Can you drug me just for a prick?

No, only for a puncture and without injecting us with any substance is not possible. The amount of medicine or drug that can contain a needle is not enough for it to have effects on our body.

If I get poked and injected, how long will it take for me to fall into chemical submission?

If that happens, the drug or drug will have remained in the subcutaneous space or between muscle fibers. Substances that are injected into the intramuscular space begin to absorb within 15-20 minutesgoing up to 20-30 minutes for the subcutaneous space.

The effect of the injected drug will never be instantaneousso that between when we feel the puncture and we begin to experience the first symptoms we have valuable time that we should not waste and we will spend it on alert our friends, security personnel and police.

How long is it detectable in blood?

This is something that will depend fundamentally on the substance that has been injected into us.

One of the most common substances in cases of chemical submission is GHB (liquid ecstasy)a compound that our body metabolizes quickly and that is why it is only detectable up to three or four hours after consumption or injection.

Going as soon as possible to an Emergency service where they can extract a blood and urine sample is, therefore, essential.

What substance do they inject?

Aggressors seeking the chemical submission of the victim often employ central nervous system depressant drugs or drugs.

In a joint research project between the universities of Vigo, Santiago de Compostela and West England, substances such as ecstasy, benzodiazepines, amphetamines, ketamine, or liquid ecstasy.

If in most cases no substance is detected in the victim’s body, why do they have symptoms after the puncture?

Our nervous system consists of a sympathetic and a parasympathetic system. The first of them is the one is activated involuntarily in an alert or dangerous situationas when we feel a puncture in a place of leisure.

Our body immediately releases a good amount of adrenalineour pupils dilate to better perceive everything around us, our heart rate increases, we feel that our mouth is dry, our bronchial tubes dilate, blood pressure rises, muscles tense, sweat production increases and our digestive system is paralyzed.

It is a primitive system for reacting to danger It prepares us for a fight or flight response. His activation in the face of fear produced by having felt a prick in a nightclub is more than enough for the victim to start feeling unwellregardless of whether or not that puncture involves the injection of some substance.

What risks does the puncture have beyond chemical submission?

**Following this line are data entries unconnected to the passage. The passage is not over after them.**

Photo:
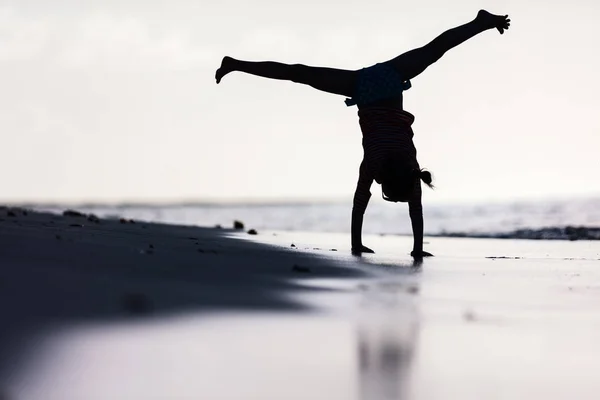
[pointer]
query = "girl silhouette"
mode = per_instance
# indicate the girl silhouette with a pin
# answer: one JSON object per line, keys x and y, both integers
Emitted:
{"x": 390, "y": 157}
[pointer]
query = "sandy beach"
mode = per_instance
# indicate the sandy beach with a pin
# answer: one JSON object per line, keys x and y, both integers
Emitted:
{"x": 108, "y": 309}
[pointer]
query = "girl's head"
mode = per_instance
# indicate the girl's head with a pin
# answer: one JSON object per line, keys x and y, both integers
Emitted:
{"x": 399, "y": 178}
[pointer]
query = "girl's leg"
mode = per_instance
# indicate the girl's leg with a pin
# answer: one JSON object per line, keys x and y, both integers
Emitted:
{"x": 412, "y": 63}
{"x": 330, "y": 80}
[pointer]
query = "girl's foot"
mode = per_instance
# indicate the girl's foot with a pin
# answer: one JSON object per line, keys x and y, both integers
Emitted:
{"x": 226, "y": 67}
{"x": 500, "y": 22}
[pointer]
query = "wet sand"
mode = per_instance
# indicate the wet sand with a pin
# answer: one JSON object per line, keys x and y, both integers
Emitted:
{"x": 110, "y": 310}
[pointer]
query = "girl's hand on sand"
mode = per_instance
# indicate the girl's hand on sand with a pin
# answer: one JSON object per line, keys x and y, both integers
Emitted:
{"x": 500, "y": 22}
{"x": 358, "y": 250}
{"x": 420, "y": 254}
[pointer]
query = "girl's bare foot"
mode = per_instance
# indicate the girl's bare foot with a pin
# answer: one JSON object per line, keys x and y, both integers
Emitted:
{"x": 500, "y": 22}
{"x": 226, "y": 67}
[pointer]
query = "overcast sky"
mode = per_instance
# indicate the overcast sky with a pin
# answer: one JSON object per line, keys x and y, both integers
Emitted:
{"x": 115, "y": 100}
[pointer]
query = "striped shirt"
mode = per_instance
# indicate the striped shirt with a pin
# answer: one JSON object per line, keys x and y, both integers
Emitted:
{"x": 386, "y": 131}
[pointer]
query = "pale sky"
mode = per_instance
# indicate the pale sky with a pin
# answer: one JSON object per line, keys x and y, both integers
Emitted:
{"x": 115, "y": 100}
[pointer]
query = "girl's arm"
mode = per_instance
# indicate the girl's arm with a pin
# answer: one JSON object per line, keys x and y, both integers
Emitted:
{"x": 415, "y": 210}
{"x": 361, "y": 200}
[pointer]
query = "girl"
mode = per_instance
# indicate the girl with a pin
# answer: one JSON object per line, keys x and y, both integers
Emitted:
{"x": 390, "y": 157}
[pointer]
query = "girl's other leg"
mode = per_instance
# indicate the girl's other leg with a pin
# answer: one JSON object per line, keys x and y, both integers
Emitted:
{"x": 330, "y": 80}
{"x": 412, "y": 63}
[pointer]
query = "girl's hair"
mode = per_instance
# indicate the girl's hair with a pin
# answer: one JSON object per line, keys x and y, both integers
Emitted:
{"x": 426, "y": 177}
{"x": 398, "y": 179}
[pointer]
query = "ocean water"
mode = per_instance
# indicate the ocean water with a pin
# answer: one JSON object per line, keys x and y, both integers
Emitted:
{"x": 525, "y": 219}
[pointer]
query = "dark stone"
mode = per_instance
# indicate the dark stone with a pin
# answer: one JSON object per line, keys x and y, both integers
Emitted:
{"x": 238, "y": 224}
{"x": 300, "y": 269}
{"x": 73, "y": 213}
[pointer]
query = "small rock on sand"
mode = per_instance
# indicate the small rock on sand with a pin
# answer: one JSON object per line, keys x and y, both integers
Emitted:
{"x": 73, "y": 213}
{"x": 238, "y": 224}
{"x": 300, "y": 269}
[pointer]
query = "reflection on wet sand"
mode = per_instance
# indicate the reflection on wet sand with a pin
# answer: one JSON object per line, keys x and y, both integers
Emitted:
{"x": 388, "y": 329}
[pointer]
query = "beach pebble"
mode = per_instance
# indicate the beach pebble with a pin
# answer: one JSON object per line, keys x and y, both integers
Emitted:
{"x": 73, "y": 213}
{"x": 136, "y": 304}
{"x": 238, "y": 224}
{"x": 300, "y": 269}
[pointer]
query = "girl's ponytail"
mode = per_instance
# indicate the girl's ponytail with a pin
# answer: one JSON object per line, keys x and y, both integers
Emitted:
{"x": 425, "y": 176}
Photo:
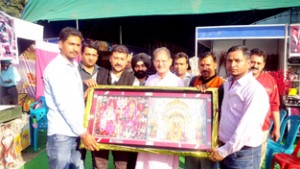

The fact that we are pricked with a needle that has been used to carry out the same criminal act with other people already risks to our health, beyond whether or not any substance is injected. The traces of blood contained in that needle pose a high risk of contract hepatitis B, hepatitis C or HIV if any of the previous victims had it.

Let’s not neglect the glass

Chemical submission is unfortunately not something new, In the San Carlos Clinical Hospital in Madrid alone, 96 cases were confirmed last yearalthough until now the victim ingested liquid ecstasy without being aware of it after his assailant had poured it into his drink.

East modus operandi continues to this day, so we should not neglect our glass in nightclubs or entertainment venues, and we even have options to turn to, such as the tapas that some locals provide to try to put a stop to these crimes.